La nostra amata terra si è popolata tutta proprio in virtù dei movimenti migratori, e molti di tali movimenti del passato non erano ristretti come quelli di oggi, ma riguardavano popoli interi. Pensate a una Siria intera che si sposta in massa verso la Turchia, o a un Marocco che attraversa la stretta lingua di mare per accamparsi in Spagna.
Le grandi civiltà antiche erano civiltà di immigrati. I Micenei, il popolo che ha regalato all’Occidente i grandi eroi greci come Agamennone, Achille, Menealo,Ulisse, erano nient’altro che poveri immigrati fuggiti da un Oriente che non riusciva ad offrire loro il grano necessario.
Come possiamo dimenticare che le nostre nazioni europee sono figlie di gigantesche immigrazioni di popoli del Nord? Quando nella notte di S.Silvestro del 406d.c. Franchi, Sassoni, Germani, Eruli, Longobardi,trovarono il Reno ghiacciato, non esitarono a oltrepassarlo per riversarsi come una marea nel territorio dell’impero romano. Si insediarono nelle varie province, e dall’incontro della loro cultura con quella romana nacquero le varie nazioni moderne come Francia, Inghilterra, Italia.
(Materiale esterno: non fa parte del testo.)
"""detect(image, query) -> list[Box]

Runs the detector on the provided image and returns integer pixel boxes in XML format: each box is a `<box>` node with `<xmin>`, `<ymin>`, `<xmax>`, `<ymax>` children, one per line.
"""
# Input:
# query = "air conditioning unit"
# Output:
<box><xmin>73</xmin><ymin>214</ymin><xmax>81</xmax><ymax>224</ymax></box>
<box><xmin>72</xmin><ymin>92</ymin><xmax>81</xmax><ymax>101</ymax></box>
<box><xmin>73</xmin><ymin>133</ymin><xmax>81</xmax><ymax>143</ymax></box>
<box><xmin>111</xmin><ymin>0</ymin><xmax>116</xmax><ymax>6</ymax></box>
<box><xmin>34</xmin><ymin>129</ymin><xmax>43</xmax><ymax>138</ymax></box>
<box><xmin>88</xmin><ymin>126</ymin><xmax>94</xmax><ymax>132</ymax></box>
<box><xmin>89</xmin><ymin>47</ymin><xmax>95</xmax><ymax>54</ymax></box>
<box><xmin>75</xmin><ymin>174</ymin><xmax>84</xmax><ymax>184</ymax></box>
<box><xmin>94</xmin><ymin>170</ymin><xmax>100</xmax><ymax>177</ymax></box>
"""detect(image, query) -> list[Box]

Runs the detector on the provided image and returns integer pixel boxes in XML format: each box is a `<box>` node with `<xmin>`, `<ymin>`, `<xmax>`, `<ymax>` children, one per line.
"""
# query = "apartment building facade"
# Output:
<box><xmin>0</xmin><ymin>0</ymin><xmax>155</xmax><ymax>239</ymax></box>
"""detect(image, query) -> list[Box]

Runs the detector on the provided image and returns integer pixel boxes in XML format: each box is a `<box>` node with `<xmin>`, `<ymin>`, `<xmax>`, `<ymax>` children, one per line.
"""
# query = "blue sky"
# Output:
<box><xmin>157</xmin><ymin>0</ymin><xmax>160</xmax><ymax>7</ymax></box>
La civiltà è sempre una questione di sintesi , di popoli che si mescolano e apportano nuove forze e nuove visioni. La storia ci ha sempre raccontato di fusioni, a volte violente, a volte pacifiche. Non dobbiamo dimenticare che la nostra splendida Italia è così splendida perchè ha sempre accolto numerosi popoli. Longobardi, Angioini, Bizantini, Normanni, Greci, tutte popolazioni che hanno lasciato un ricco sedimento di cultura e storia, non erano altri che immigrati.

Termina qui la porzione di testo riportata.